En silencio

Raúl Andrade Gándara

Rochester, Estados Unidos

La catarata de información disponible, las órdenes y contraórdenes de los jueces, la incertidumbre que arrojan las candidaturas forman un galimatías ante el cual la única defensa es el silencio. Un silencio espeso e incómodo que se impone ante la constatación de la tozudez que caracteriza los actos de los distintos actores políticos que ambicionan representarnos.

Un silencio rabioso ante la impunidad y el cinismo del que hacen gala quienes colocaron al País al borde del abismo y hoy pretenden rescatarlo con soluciones artificiosas y llenas de demagogia impracticable.

Constatar que a la mayoría les importa un bledo el Ecuador y que únicamente persiguen sus intereses de coyuntura es doloroso y frustrante. El espejismo del voto universal y obligatorio vuelve más desesperado aún el panorama.
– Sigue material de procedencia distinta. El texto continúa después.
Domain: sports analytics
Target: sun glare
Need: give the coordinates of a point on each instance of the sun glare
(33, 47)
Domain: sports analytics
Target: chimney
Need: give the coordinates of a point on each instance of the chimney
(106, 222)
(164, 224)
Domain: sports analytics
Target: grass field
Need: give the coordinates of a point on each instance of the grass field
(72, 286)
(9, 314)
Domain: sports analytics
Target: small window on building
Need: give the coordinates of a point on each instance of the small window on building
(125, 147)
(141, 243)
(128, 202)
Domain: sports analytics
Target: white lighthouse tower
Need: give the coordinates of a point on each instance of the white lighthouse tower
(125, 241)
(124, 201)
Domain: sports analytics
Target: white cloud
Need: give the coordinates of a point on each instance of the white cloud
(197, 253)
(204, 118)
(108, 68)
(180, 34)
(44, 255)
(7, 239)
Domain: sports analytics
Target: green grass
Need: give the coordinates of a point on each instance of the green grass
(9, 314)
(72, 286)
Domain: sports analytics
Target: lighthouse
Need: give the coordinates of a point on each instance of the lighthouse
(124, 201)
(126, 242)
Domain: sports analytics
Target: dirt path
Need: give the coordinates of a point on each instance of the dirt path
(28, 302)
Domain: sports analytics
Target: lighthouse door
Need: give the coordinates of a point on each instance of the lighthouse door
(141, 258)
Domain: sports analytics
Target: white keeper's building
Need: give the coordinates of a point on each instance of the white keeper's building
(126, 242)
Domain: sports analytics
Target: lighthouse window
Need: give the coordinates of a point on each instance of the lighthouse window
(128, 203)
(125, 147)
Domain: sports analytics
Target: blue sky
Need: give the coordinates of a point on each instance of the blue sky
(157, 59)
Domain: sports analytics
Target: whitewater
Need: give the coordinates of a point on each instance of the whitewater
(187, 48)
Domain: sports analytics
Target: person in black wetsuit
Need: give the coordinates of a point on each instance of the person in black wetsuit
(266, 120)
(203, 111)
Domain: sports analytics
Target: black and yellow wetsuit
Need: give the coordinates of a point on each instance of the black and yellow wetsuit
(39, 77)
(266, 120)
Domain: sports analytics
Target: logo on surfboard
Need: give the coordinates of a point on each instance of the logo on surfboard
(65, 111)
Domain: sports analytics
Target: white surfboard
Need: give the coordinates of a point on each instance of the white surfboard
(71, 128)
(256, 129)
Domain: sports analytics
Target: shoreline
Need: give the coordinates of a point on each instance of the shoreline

Ojalá pudiéramos cambiar de canal y dedicar nuestra atención a algo más constructivo y beneficioso para las grandes mayorías, esas que solo miran los resultados y no comprenden las causas, que son víctimas de la inmediatez y apoyan ciegamente soluciones mágicas sin asidero real.

La incapacidad para entender principios elementales tales como las cuentas del ama de casa, que exigen una concordancia entre el dinero que entra y el que sale, el discurso mañoso y reaccionario encaminado a despojar al que algo tiene para otorgarlo sin esfuerzo a aquellos que ningún mérito han hecho, el eterno martillar de la retórica sobre una injusticia social que el Estado es el único llamado a solucionar han creado un paquidermo ampuloso y falaz cuyas ejecutorias dejan mucho que desear pero que sigue siendo objeto de la codicia de quienes quieren convertirlo en un monstruo más grande aún y esencialmente totalitario.

Durante décadas este esfuerzo se ha plasmado en un Estado cada vez más grande y más controlador, en una permanente reducción de libertades, en un aumento radical de deberes y tributos que, bajo la muletilla de la ayuda a los más pobres, solamente han logrado aumentar la burocracia y la influencia del Estado en nuestra cotidianidad.

Parece increíble que, a pesar de las innumerables evidencias del fracaso de estos regímenes, sigamos escuchando voces favorables a una mayor participación del Estado en la economía, a una normativa más rígida contra los empresarios privados y un aumento de impuestos permanente como contraparte a un despilfarro comprobado de los fondos producto de nuestro aporte como ciudadanos, de obras faraónicas y de prioridad discutible, de negocios bajo la mesa con dinero de todos.

Urge una administración eficaz y responsable de los fondos públicos, un equilibrio entre los ingresos y los egresos, la búsqueda de soluciones casa adentro antes que las consabidas reformas tributarias que solo significan mayores obligaciones para el público y socapan el dispendio estatal porque nadie lo limita.

Es hora de detener estos contrasentidos. De mirar con claridad los límites del Estado y sus falencias. De entender la magnitud de la deuda que un cúmulo de gobiernos irresponsables y cómodos han depositado en los hombros de todos. De asimilar que un Estado jamás podrá satisfacer todas las demandas de un pueblo, y que hay que concentrarse en crear las condiciones para que el trabajo, la seguridad social, la salud y la educación, necesidades básicas del ciudadano, sean satisfechas y le permitan producir sin angustias extras en la ya difícil tarea de vivir.

Es hora de quitarnos la venda de los ojos y empezar a mirar la realidad dolorosa en que nos ha sumido el egoísmo, la demagogia y la codicia de nuestros dirigentes, y rescatar la ética, el afán de servicio, la preparación, la experiencia y la honradez de miras como requisito indispensable para recuperar a un país perdido por la comodidad e irresponsabilidad de sus élites. Con esa óptica clara, será más sencillo escoger a nuestras autoridades.